Package org.opensextant.util

Utilities for Extraction

Don't get me wrong -- there are a lot of good utilities already out there for NLP work.  I found using Apache Commons StringUtils, File*Utils and other APIs very helpful.  However, there are some oddities in the Java and Unicode world that need handling, as well as in the standards world where reasonable metadata is just missing.

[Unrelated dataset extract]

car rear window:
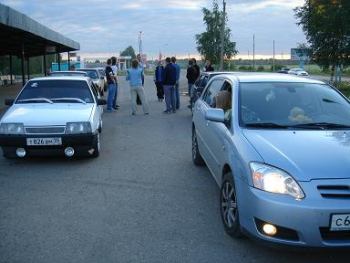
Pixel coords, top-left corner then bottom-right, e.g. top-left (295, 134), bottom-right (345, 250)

  • FileUtility -- provides some simpler method calls and macro-like calls for common things.  Most often used resource is just readFile(path, encoding)
  • GeodeticUtility -- simple geo math, validation and some geohash utilities
  • TextUtils text buffer cleanup routines;  Language metadata and simple language detection.
    • isASCII, isEnglish, isLatin, isJapanese...: detect Language codes and simple text detection
    • checkCase, measureCase, isUpper, isLower: operations for character/text case metrics
    • hasDiacritics, replaceDiacritics, removeDiacritics..: work with diacritics
    • removeAny, removeAnyLeft, removeEmoticons, removeSymbols,...: non-text removals
    • tokens, tokensRight, tokensLeft: split whitespace and return normalized tokens
    • parseHashtTags, parseNaturalLanguage: work with jargon text or social media
  • GeonamesUtility -- a helper for working with country metadata: ISO, FIPS, names and codes.
  • SolrProxy and SolrUtil -- SolrProxy is a catch-all for interfacing with Solr index or server. The primary use cases here are interfacing Extractors with their underlying SolrTextTagger. SolrUtil supports some general and specific schema interaction for OpenSextant gazetteer Solr schema.